El avión despegó dejando una estela de humo que se esparciría por el cielo como cuando se deja caer una bolsa de papel con chucherías desde lo alto de una escalera. La señora Pastrana siempre se preguntó a dónde irían a parar las pequeñas partículas una vez desperdigadas, por eso los miércoles después del desayuno tomaba un taxi al aeropuerto. El mercado podría esperar, y la reunión con las amigas también. Los miércoles tampoco iría a misa, ya había hablado con el párroco y los pecados los dejaría para los sábados. Comulgaba y era como bañarse en un río, quedar completamente limpia.
Mientras tanto el trasiego de éstos y aquellos: aquella muchacha llevaba una mochila con asideros para las chanclas, el señor de enfrente lee la prensa, en la cafetería hay una fila de taburetes y tres mesas. Es lugar de expansión para tomar algo, un rato memorable, porque casi nunca las personas omiten eso, parar en la cafetería del aeropuerto.Probablemente sea por comodidad, o por curiosidad, el olor a café atrae y el de la bollería más.

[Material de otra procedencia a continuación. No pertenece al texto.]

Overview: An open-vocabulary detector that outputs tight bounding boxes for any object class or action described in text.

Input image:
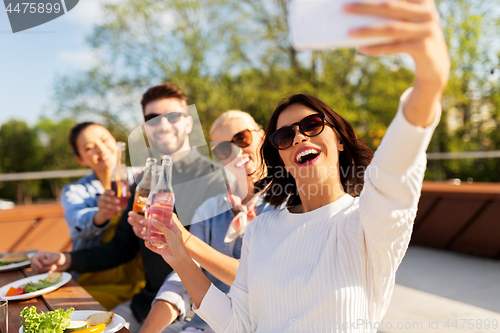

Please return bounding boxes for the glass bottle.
[144,164,161,218]
[146,155,175,249]
[132,157,156,216]
[111,141,128,210]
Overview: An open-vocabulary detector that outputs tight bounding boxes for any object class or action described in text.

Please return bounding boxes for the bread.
[0,253,29,263]
[87,311,115,326]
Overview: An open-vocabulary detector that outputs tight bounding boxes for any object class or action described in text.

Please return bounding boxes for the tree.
[427,0,500,181]
[51,0,500,180]
[0,120,40,202]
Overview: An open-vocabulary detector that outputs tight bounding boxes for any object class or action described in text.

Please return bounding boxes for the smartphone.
[288,0,396,50]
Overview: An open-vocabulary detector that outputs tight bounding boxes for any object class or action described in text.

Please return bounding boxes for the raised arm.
[345,0,450,319]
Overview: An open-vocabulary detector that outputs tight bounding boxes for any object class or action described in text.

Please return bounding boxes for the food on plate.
[0,252,30,266]
[87,311,115,326]
[21,306,74,333]
[64,320,88,333]
[45,272,62,284]
[74,323,106,333]
[5,272,62,297]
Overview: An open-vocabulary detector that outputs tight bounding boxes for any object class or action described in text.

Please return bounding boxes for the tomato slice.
[75,323,106,333]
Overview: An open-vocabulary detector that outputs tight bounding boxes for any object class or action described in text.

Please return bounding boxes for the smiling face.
[276,104,344,183]
[75,125,116,171]
[144,98,193,155]
[210,118,264,179]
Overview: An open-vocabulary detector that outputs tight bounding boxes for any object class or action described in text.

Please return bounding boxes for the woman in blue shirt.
[140,110,280,333]
[61,122,145,310]
[61,122,120,250]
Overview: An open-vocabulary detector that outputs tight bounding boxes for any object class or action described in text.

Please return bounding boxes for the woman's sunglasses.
[212,129,256,160]
[144,112,186,126]
[269,112,335,150]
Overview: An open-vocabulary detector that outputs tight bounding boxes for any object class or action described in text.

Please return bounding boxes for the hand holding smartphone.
[288,0,396,50]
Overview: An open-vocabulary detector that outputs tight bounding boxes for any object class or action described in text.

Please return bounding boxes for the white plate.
[19,310,125,333]
[0,272,71,301]
[0,252,35,272]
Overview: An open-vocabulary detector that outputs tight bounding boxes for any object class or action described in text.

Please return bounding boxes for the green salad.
[21,278,61,293]
[21,306,75,333]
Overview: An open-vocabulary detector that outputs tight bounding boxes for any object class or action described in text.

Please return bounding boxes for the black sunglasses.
[144,112,186,126]
[212,129,256,160]
[269,112,335,150]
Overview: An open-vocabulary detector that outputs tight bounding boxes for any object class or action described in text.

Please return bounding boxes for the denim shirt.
[153,194,274,329]
[61,172,109,251]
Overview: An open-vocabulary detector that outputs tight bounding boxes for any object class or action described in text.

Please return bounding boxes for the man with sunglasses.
[32,83,226,333]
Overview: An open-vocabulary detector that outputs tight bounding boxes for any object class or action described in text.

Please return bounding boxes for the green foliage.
[426,0,500,182]
[0,0,500,202]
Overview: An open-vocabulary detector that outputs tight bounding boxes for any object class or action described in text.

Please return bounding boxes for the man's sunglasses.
[269,112,335,150]
[144,112,186,126]
[212,129,256,160]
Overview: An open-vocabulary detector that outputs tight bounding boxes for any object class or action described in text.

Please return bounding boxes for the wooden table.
[0,269,130,333]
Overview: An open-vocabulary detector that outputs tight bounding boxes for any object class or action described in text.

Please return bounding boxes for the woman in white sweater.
[146,0,449,333]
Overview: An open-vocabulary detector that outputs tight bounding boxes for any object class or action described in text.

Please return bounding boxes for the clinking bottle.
[132,157,156,215]
[146,155,175,249]
[111,141,128,210]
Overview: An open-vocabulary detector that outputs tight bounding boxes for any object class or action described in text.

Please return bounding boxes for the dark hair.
[141,82,189,114]
[255,94,373,207]
[68,121,100,156]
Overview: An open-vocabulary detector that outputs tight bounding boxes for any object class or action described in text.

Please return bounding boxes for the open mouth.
[295,148,321,166]
[234,157,250,168]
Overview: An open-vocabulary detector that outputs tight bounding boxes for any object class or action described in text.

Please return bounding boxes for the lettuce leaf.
[21,306,75,333]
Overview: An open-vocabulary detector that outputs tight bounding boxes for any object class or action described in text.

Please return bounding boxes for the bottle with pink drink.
[145,155,175,249]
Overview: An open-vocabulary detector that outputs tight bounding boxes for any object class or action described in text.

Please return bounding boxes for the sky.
[0,0,101,125]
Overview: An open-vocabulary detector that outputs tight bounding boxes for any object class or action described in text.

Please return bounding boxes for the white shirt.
[195,90,441,333]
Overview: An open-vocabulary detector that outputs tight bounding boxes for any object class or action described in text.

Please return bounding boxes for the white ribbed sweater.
[195,90,441,333]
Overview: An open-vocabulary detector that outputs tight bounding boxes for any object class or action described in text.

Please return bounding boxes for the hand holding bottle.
[146,214,192,267]
[127,211,148,239]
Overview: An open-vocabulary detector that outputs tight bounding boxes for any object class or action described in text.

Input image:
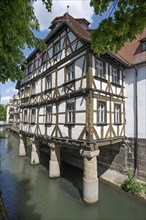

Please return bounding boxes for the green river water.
[0,129,146,220]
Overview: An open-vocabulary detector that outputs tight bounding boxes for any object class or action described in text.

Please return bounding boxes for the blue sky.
[0,0,108,104]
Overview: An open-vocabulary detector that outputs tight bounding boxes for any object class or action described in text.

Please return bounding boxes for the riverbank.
[0,195,8,220]
[100,170,146,201]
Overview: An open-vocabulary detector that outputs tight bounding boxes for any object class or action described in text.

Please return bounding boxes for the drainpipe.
[134,66,138,176]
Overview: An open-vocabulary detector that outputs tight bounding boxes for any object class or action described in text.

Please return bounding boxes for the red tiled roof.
[117,29,146,64]
[50,13,146,64]
[50,13,91,42]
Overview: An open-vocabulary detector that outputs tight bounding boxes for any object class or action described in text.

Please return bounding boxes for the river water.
[0,129,146,220]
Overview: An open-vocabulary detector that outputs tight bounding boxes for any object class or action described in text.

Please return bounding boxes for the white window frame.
[46,75,52,89]
[97,102,106,124]
[142,42,146,51]
[66,63,75,82]
[114,104,121,124]
[46,106,52,123]
[95,59,105,79]
[67,102,75,124]
[112,67,119,84]
[53,40,60,55]
[24,109,28,122]
[31,108,36,123]
[31,83,36,95]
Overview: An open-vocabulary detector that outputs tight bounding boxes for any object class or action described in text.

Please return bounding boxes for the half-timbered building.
[17,13,145,203]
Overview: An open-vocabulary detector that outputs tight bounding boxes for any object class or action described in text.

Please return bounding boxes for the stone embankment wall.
[61,139,146,182]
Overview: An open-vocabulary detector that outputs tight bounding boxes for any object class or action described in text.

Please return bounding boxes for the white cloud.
[1,96,12,104]
[33,0,93,31]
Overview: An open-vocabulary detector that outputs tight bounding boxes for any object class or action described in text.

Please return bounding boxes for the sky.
[0,0,107,104]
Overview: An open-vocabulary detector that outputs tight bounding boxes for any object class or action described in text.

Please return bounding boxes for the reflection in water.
[0,129,146,220]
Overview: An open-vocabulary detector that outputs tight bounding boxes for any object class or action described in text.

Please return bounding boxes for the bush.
[121,171,142,194]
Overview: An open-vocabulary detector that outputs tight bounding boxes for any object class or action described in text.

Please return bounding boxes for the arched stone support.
[49,143,60,178]
[80,150,99,204]
[31,138,40,165]
[19,134,26,157]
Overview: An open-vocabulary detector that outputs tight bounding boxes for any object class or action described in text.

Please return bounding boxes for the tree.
[0,0,52,83]
[0,104,7,121]
[90,0,146,54]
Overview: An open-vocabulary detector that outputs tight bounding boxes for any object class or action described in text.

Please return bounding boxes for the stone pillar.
[31,138,40,165]
[49,143,60,178]
[19,134,26,157]
[80,150,99,204]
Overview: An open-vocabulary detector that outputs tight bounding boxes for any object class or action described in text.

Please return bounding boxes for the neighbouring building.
[16,13,146,203]
[119,29,146,181]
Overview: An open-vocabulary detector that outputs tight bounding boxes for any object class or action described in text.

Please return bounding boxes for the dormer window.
[54,41,60,55]
[112,67,119,84]
[66,64,75,82]
[142,41,146,51]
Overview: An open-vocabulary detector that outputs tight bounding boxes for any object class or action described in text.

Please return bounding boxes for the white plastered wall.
[125,65,146,138]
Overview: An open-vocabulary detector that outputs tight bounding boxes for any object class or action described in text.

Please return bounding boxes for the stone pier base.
[83,178,99,203]
[80,150,99,204]
[31,139,40,165]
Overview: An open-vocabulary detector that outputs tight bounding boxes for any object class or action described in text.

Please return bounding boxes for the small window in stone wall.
[142,42,146,51]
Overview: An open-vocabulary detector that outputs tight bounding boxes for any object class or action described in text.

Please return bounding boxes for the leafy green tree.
[90,0,146,54]
[0,0,52,83]
[0,104,7,121]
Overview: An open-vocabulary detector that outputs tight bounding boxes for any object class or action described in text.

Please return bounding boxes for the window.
[67,103,75,123]
[31,109,36,123]
[54,41,60,55]
[28,64,32,74]
[66,64,75,82]
[46,75,52,89]
[143,42,146,51]
[24,109,27,122]
[25,86,29,97]
[96,59,104,78]
[97,102,106,123]
[112,68,119,83]
[42,53,47,63]
[32,83,36,95]
[47,106,52,123]
[114,104,121,124]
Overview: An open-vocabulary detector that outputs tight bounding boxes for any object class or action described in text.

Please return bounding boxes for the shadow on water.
[0,170,42,220]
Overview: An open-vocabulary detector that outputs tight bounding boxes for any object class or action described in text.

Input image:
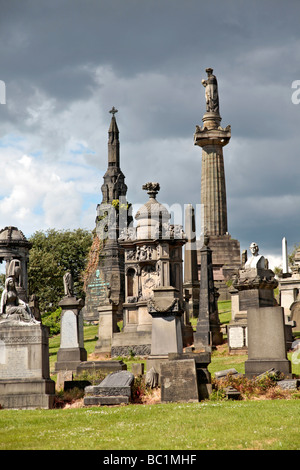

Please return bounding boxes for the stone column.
[194,236,223,351]
[183,204,200,318]
[55,296,87,372]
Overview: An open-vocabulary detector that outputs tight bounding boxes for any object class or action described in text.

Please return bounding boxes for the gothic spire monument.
[194,68,241,300]
[84,107,132,332]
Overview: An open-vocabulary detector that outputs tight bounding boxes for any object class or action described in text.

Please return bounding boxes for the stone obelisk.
[194,68,241,299]
[84,107,130,332]
[183,204,200,318]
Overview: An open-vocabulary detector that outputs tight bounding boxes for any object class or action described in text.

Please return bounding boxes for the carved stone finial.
[202,68,219,114]
[142,183,160,199]
[109,106,118,116]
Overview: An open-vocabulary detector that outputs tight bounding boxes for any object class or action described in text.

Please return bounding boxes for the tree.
[28,229,92,313]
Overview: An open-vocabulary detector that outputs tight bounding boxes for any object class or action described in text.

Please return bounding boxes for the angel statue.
[0,276,40,324]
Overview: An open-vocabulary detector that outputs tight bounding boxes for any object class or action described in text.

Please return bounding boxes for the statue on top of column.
[201,68,219,114]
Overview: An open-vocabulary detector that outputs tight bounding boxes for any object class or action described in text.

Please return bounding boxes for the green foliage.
[210,374,295,400]
[28,229,92,314]
[42,307,61,336]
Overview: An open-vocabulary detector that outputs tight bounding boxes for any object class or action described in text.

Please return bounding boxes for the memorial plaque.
[228,326,245,348]
[161,359,199,403]
[60,310,79,348]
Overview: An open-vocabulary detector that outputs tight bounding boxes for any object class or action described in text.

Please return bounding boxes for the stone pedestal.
[194,236,223,351]
[0,322,55,409]
[55,296,87,372]
[227,256,278,353]
[147,287,183,373]
[161,353,212,403]
[95,304,119,354]
[245,307,291,377]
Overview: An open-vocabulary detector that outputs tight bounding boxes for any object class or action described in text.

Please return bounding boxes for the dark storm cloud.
[0,0,300,260]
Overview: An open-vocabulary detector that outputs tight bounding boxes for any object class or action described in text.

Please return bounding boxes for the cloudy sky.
[0,0,300,265]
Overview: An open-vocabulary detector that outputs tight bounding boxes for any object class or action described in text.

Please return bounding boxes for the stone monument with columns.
[227,242,278,352]
[112,182,193,356]
[194,68,241,300]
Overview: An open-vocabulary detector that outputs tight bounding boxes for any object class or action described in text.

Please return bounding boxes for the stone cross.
[109,106,118,116]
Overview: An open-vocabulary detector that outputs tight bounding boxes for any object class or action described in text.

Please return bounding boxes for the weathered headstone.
[0,322,55,409]
[160,353,212,403]
[0,276,55,409]
[245,307,291,377]
[76,360,127,375]
[84,370,134,406]
[147,287,183,373]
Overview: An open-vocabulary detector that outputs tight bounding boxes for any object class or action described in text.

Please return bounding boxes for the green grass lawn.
[0,301,300,452]
[0,400,300,450]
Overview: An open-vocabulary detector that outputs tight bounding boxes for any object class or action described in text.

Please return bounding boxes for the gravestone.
[55,276,87,372]
[147,287,183,374]
[160,352,212,403]
[84,370,134,406]
[0,322,55,409]
[227,242,278,353]
[245,307,291,377]
[0,276,55,409]
[194,235,223,352]
[76,360,127,375]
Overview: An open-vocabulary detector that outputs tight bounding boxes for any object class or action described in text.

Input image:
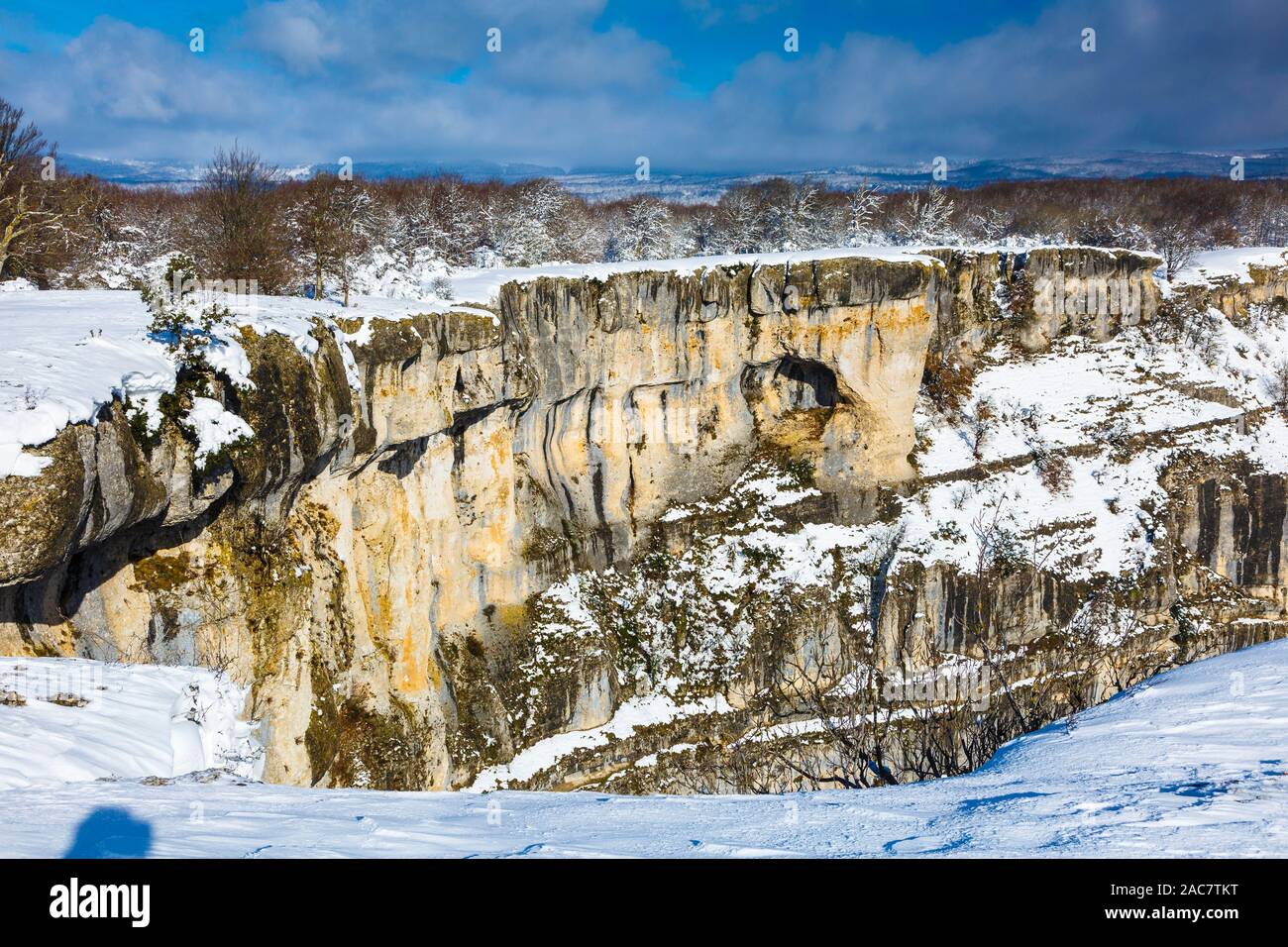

La señora Pastrana observaba todo eso, además de la estela de los aviones. Era obsesivo, como cuando alguien se lava las manos varias veces al día y el rostro, y vuelta a empezar.
En los alrededores habían unas casitas de colores de una sola planta, con un pequeño jardín. Todas del mismo color y de igual tamaño. Se preguntó oteando cómo podrían dormir con el estruendo de los aviones, se preguntó también si en los jardines habrían rosas, y jacintos, algo de verdura, o incluso un aguacatero, o eso le quiso parecer.